With a vague idea about what my issue really was and a desire to find the “poetry of the site” [as Professor Barry passionately put it in class] I jumped into the obvious-but-not-so-well-documented issue of soil salinity in Owen’s Valley. Much to my surprise, this became an epic journey of sticky notes, compulsive bookmarking and pdf highlighting. It became more than just finding about soil salinity because frankly I could not find it directly. Most of the reports stated that salinity levels were present but it was not easy to find reports with data and maps to support that for the whole valley. I also came across a “language” barrier. Salts, salinity, electro negativity, alkaline soil, sodium, solubility etc. were different ways of talking about the same thing-except their use and purpose were different for the purpose of their respective reports.
What I decided to do then was look at indicators. Indicators were variables that could be used to “indicate” if significant amounts of salt levels were present in the soil . They either were the cause of soil salinity or the result of it. For example, areas around agriculture and irrigation systems could be marked as a source because the flushing of the salts through excess irrigation water caused the salt to be spread out and dispersed into different areas.

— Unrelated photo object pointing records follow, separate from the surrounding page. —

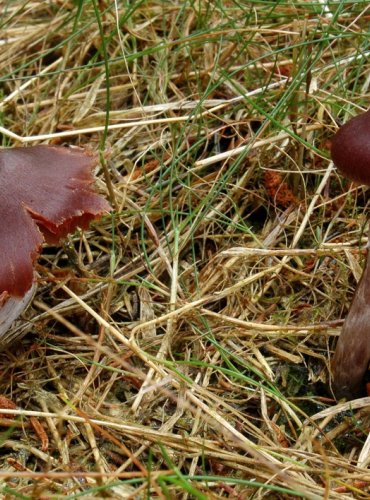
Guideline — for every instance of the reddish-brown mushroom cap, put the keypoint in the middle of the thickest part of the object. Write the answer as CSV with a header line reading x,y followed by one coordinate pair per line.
x,y
45,193
350,152
350,149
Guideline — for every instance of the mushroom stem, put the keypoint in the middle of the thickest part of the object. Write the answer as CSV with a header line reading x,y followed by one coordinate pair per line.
x,y
352,354
10,310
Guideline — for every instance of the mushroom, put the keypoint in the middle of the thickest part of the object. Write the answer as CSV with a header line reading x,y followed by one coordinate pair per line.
x,y
350,150
45,193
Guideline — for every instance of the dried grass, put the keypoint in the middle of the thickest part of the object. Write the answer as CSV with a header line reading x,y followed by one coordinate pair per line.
x,y
180,348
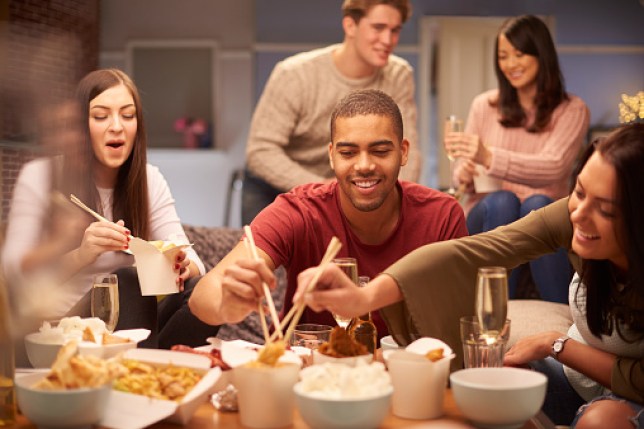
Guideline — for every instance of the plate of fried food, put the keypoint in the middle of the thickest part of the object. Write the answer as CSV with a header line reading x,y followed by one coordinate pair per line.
x,y
72,394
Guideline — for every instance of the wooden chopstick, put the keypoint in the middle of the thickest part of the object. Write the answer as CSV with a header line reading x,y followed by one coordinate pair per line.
x,y
327,257
267,292
262,316
74,199
332,249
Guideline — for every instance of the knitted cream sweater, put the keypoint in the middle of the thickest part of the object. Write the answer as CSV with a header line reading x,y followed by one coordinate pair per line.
x,y
290,130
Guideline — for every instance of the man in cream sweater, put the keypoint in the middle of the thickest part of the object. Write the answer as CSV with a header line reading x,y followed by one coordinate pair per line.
x,y
289,135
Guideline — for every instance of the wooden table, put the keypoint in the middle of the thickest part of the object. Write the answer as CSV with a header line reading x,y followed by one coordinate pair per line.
x,y
207,417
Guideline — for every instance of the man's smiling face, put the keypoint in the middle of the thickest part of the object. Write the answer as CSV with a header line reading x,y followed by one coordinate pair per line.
x,y
366,156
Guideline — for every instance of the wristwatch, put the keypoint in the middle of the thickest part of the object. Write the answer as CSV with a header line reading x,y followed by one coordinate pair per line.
x,y
557,346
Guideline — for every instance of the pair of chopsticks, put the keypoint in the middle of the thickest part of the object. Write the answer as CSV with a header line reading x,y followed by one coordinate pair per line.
x,y
251,249
74,199
298,308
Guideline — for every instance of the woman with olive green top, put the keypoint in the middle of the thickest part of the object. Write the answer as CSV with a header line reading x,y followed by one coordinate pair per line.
x,y
600,366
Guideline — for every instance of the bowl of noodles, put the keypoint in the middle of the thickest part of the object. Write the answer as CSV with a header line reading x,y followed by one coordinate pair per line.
x,y
73,394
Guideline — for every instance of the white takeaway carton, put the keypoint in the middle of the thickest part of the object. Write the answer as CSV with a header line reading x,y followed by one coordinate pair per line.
x,y
155,268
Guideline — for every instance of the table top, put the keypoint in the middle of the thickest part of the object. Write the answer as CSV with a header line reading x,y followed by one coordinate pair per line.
x,y
207,417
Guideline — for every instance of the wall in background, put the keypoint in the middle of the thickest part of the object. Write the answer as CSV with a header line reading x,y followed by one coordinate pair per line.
x,y
601,48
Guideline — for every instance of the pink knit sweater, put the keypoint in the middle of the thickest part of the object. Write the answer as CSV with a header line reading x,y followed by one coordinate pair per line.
x,y
530,163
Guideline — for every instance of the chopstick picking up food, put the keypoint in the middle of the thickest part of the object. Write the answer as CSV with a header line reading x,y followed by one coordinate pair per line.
x,y
74,199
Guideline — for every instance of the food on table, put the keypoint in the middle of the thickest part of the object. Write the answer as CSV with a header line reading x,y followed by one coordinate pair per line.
x,y
72,371
90,329
214,355
71,328
167,382
341,344
336,381
114,339
435,355
271,352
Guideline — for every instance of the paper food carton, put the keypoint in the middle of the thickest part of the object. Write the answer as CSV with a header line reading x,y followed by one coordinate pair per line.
x,y
130,411
155,265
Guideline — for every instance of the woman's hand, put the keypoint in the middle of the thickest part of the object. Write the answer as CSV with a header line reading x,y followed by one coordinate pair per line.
x,y
531,348
182,268
334,291
466,172
468,146
101,237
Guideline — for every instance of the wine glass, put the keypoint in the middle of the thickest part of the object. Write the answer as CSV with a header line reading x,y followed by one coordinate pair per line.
x,y
491,301
350,267
452,124
105,300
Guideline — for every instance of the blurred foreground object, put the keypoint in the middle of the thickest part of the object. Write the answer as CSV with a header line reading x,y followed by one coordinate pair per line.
x,y
7,366
631,109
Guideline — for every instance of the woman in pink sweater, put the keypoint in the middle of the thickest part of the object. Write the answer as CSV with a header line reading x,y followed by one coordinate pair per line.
x,y
528,134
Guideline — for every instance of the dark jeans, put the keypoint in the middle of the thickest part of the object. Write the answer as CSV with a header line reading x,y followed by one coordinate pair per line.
x,y
551,273
562,402
256,194
178,324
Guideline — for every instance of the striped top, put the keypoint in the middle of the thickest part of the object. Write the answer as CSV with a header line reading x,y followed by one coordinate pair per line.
x,y
530,163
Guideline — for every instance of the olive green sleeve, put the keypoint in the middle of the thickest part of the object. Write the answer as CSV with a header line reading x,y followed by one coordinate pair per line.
x,y
438,280
627,379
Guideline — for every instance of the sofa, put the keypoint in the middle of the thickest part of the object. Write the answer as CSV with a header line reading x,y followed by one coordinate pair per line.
x,y
528,316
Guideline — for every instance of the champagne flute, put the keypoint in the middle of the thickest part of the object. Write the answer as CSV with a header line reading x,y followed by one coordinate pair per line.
x,y
105,300
350,267
452,124
491,301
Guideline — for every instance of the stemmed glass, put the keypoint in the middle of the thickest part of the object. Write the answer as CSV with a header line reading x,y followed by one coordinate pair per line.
x,y
491,301
350,267
105,300
452,124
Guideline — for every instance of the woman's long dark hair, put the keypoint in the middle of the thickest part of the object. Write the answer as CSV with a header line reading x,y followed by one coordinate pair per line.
x,y
612,297
131,201
530,35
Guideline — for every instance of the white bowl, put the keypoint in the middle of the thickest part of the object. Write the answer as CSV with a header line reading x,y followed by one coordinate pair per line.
x,y
498,397
319,358
342,413
74,408
42,352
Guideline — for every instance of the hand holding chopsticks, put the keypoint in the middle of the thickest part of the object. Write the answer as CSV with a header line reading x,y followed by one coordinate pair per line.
x,y
74,199
298,308
250,244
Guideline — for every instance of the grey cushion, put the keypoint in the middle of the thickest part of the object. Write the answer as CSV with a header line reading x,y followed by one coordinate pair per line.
x,y
212,244
530,316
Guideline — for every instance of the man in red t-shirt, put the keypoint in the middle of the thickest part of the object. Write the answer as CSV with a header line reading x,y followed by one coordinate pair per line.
x,y
377,218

Basins would indicate a possible high salinity content because they stored the runoff from the mountains and some of the basins did not have outlets. Instead, as evaporation occurred, it led to higher soil salinity levels because soils became saturated or more concentrated. Plant communities like alkali meadows and salt bush scrubs could used because they grow with in certain soil salinity ranges.

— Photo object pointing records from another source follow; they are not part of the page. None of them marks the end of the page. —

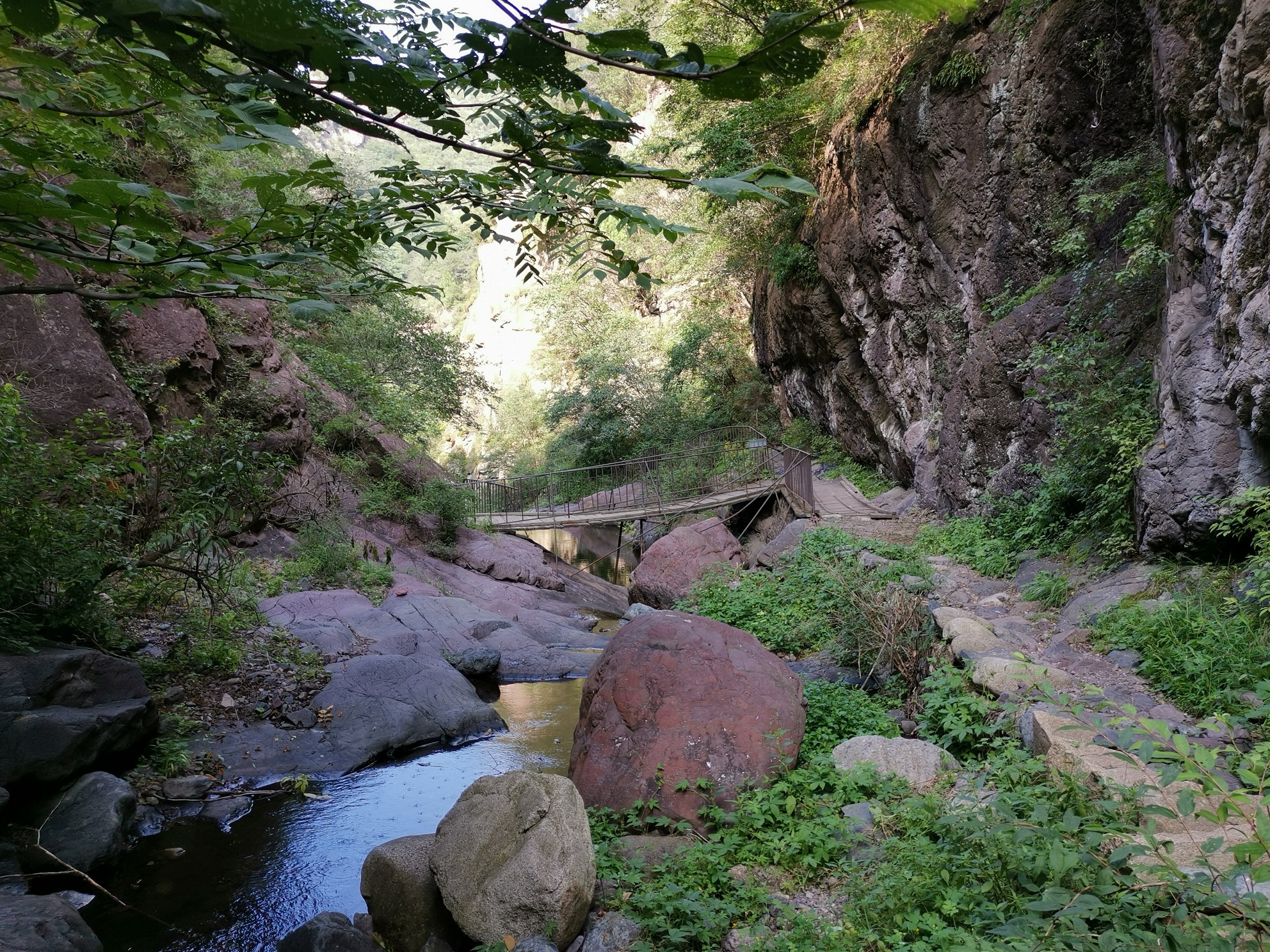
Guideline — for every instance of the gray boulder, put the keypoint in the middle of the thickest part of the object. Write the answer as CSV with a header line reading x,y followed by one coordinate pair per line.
x,y
328,932
788,539
44,924
613,933
187,788
88,824
513,857
478,663
63,710
916,761
401,894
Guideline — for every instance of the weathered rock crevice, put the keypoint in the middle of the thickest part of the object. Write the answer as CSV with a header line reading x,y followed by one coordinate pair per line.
x,y
944,201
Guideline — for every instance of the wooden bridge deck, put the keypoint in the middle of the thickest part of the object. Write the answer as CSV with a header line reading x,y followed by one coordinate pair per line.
x,y
652,511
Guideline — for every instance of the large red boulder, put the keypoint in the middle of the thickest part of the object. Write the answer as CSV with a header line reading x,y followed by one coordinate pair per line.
x,y
671,565
677,697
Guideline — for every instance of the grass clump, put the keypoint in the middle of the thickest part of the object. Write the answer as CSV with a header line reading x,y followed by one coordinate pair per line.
x,y
812,601
1203,649
972,541
837,713
1049,588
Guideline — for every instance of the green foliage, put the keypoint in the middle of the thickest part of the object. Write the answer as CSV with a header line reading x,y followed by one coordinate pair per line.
x,y
958,718
1202,649
972,541
93,503
1049,588
450,503
836,713
960,68
1133,187
794,262
812,599
807,436
1246,518
393,363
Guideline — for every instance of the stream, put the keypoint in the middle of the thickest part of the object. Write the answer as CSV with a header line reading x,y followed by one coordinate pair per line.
x,y
591,548
293,857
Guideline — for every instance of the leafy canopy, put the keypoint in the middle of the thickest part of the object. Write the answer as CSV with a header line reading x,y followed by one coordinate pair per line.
x,y
86,75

Before I knew it I was attempting to make a soil salinity map of Owen’s Valley. Now as I reflect upon it I realize that there is still much more research to be done. The next step is to look at the geologic side of the topic and look at saline aquifers and what is happening underground. The idea of the “poetry of the site” comes to mind and I finally have become aware of why this is so important. The larger issue of soil salinity is not that it exists but that it cannot go away. It exists within Owen’s Valley because of natural processes and it only became an issue once human actions came into the historical picture. Soil salinity is part of Owen’s Valley just like how the Sierra Nevada and Inyo Mountains mark the existence of it.